Make your short-term strategic decisions in the context of your long-term vision. Experiencing a crisis often includes a period of uncertainty, adjustment and transition. If this is the case, you’re going to need some short-term strategies to respond to any number of unknowns. It’s vital that you have the perspective of your long-term vision (that you created in step 4) before you consider short-term strategies. You want to be sure that the short-term decisions you make will move you toward that vision—or at least not block you from getting there. 

Because your short-term plan needs to accommodate unpredictability and dependence on outside factors, you’ll have to devise a series of triggers and actions. You can’t predict the future, but you can track metrics that inform your choices. 

In this step, you’ll develop a set of triggers that tell you when to take certain actions. A trigger can be a date, a metric or some external event. 

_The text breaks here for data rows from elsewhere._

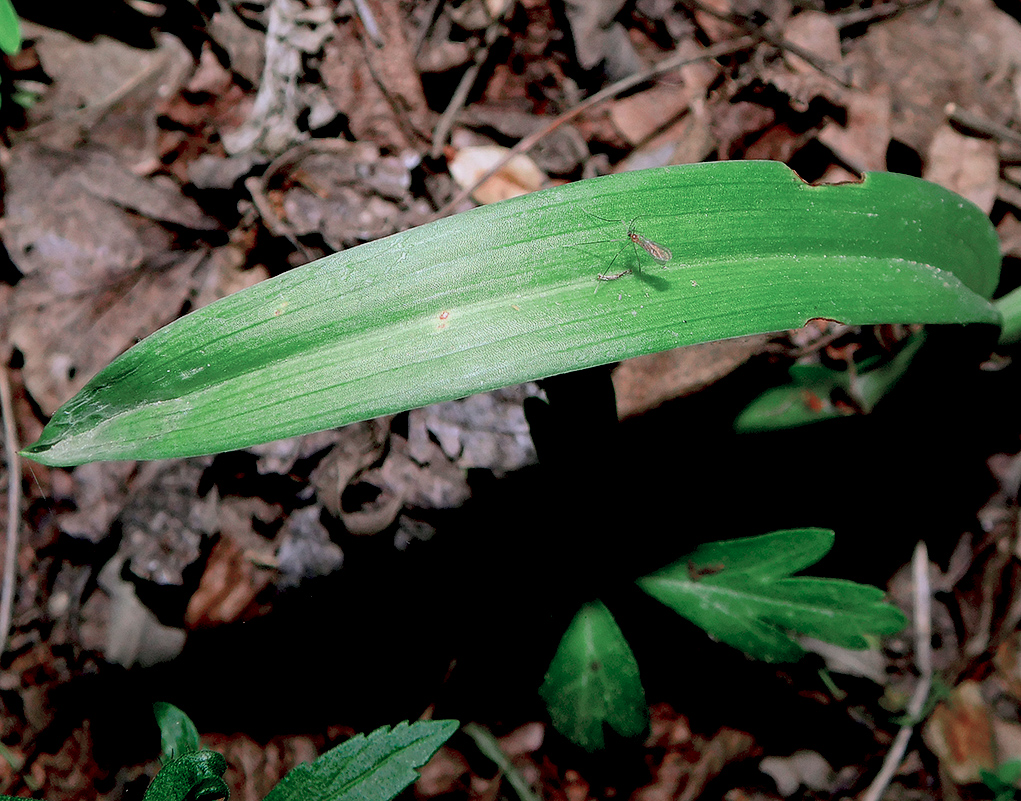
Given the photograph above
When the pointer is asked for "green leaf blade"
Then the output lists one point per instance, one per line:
(10, 29)
(373, 767)
(593, 681)
(506, 293)
(193, 777)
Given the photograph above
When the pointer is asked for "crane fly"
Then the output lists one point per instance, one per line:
(659, 253)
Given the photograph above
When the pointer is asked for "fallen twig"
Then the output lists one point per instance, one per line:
(13, 506)
(468, 81)
(923, 660)
(666, 65)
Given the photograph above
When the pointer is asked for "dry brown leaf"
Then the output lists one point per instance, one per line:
(519, 177)
(105, 91)
(965, 55)
(646, 382)
(231, 580)
(100, 491)
(967, 165)
(441, 774)
(863, 142)
(816, 34)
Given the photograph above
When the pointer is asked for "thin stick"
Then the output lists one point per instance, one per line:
(668, 64)
(923, 660)
(467, 82)
(825, 67)
(13, 506)
(369, 21)
(489, 746)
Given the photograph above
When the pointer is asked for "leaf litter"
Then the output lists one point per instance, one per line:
(150, 178)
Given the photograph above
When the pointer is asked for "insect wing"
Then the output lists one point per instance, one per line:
(658, 252)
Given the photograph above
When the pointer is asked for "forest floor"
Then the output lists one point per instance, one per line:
(159, 156)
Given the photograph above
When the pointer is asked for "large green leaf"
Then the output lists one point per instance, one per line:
(376, 767)
(739, 592)
(178, 734)
(507, 293)
(593, 681)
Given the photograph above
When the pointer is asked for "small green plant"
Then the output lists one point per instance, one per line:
(10, 29)
(373, 767)
(740, 592)
(1004, 781)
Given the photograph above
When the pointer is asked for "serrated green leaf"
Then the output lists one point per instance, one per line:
(737, 591)
(10, 29)
(593, 681)
(504, 294)
(178, 734)
(376, 767)
(194, 777)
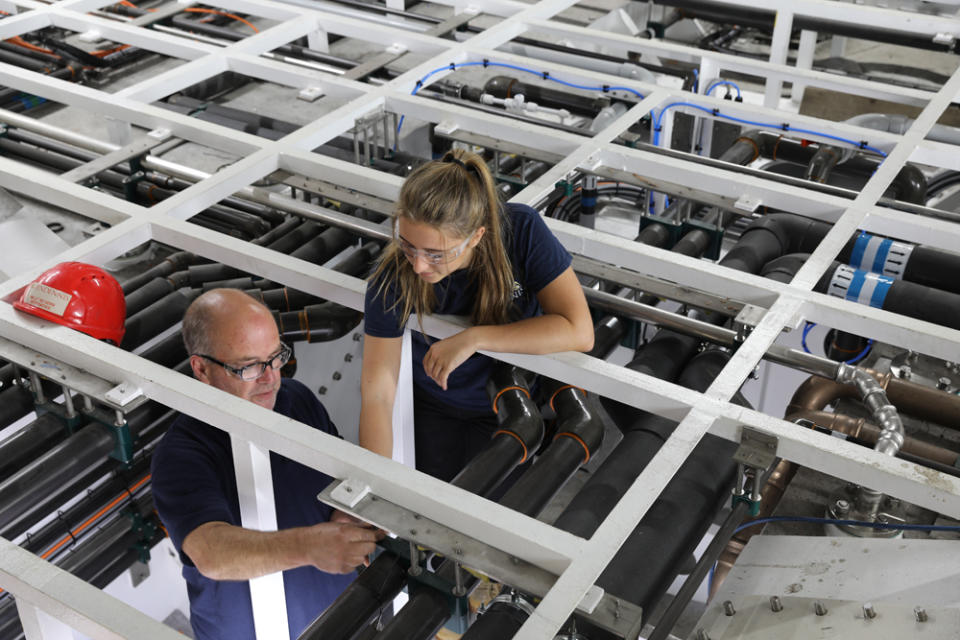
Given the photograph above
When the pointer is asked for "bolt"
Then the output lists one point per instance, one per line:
(415, 568)
(458, 590)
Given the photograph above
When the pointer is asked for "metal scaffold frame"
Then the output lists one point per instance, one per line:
(576, 561)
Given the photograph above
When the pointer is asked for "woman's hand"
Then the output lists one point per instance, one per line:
(446, 355)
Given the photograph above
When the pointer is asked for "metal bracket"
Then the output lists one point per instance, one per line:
(621, 618)
(747, 319)
(62, 373)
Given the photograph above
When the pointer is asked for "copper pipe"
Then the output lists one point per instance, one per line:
(860, 428)
(809, 400)
(910, 398)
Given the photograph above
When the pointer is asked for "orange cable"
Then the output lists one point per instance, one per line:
(46, 554)
(222, 13)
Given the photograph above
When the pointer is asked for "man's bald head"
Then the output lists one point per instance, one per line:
(208, 315)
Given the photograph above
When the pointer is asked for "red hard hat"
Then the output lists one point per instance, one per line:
(80, 296)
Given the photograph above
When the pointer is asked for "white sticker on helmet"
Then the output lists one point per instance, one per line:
(47, 298)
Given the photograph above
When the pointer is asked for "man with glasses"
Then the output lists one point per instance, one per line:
(234, 346)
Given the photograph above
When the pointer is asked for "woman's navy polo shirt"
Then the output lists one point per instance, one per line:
(537, 258)
(194, 482)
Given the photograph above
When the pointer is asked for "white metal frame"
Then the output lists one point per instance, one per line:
(578, 562)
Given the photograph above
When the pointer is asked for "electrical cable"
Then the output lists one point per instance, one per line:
(784, 126)
(720, 83)
(544, 75)
(854, 523)
(855, 359)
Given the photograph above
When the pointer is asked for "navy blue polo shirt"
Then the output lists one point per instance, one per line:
(537, 258)
(194, 482)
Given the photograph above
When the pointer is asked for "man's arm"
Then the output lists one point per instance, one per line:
(222, 551)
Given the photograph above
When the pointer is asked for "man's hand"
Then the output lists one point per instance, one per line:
(339, 547)
(448, 354)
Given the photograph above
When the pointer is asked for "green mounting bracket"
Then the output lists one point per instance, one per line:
(71, 424)
(459, 606)
(715, 233)
(675, 228)
(131, 181)
(147, 529)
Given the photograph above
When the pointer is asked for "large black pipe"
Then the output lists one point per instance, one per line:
(420, 618)
(158, 316)
(521, 431)
(647, 563)
(63, 471)
(764, 19)
(500, 621)
(579, 435)
(644, 433)
(30, 441)
(374, 588)
(15, 402)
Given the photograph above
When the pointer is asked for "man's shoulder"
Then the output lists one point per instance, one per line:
(298, 402)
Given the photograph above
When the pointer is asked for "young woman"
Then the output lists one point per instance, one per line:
(457, 250)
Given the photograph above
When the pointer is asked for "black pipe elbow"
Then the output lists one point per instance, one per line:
(516, 412)
(575, 419)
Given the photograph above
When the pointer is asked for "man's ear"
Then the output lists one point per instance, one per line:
(201, 369)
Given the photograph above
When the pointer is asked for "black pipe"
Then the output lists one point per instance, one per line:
(764, 19)
(318, 323)
(63, 471)
(159, 316)
(173, 262)
(15, 402)
(374, 588)
(420, 618)
(664, 357)
(579, 435)
(27, 443)
(681, 515)
(520, 434)
(300, 235)
(500, 621)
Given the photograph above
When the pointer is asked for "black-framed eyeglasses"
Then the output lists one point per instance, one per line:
(254, 370)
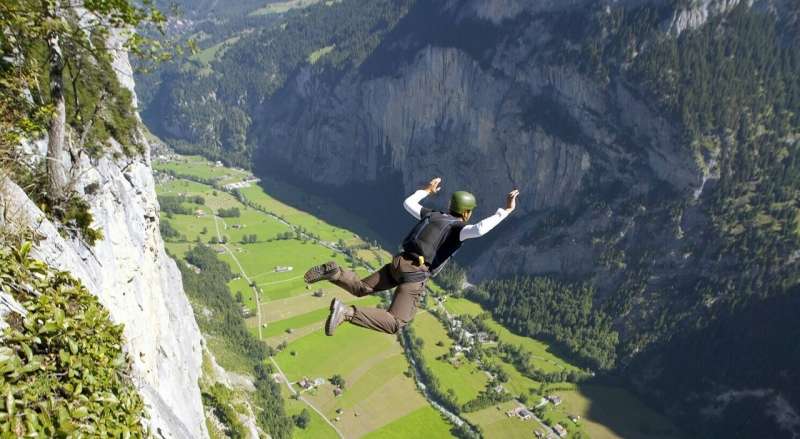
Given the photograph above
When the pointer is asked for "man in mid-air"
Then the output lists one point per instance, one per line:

  • Dates. Set a specific date to look at various sales and production metrics. 
  • Metrics. Set a specific metric, like a sales number, that dictates action no matter when you hit that number. 
  • Events. Identify an external event that you could reasonably anticipate, such as a government regulation or a change in the current circumstances. For each trigger, plan a course of action that responds to it. 

This is a great time to bring in help; your key managers, and a business coach, to brainstorm and get a variety of ideas out on the table. 

Keep these things in mind as you work on your short-term strategy: 

  • Everyone involved in this process must be clear on your future goal: the outcome you envisioned in step 4. 
  • Actions should always be in alignment with your values and brand.
  • Actions should take you as close as possible to the outcome you want to achieve. If you do have to take some “backward” steps, plan them with a view toward getting back to your vision. 
  • This is a time to be conservative. The very nature of a crisis is an unknown. The purpose of this step is to help you make informed choices rather than emotional ones—but keep them conservative. 

I think it’s worth repeating. Just as important as during all landscape production services, but more important now. Communicate. During moments of instability, it’s so important that you keep communicating with your employees, your customers and your community. Your thoughtful, genuine voice builds stability and confidence.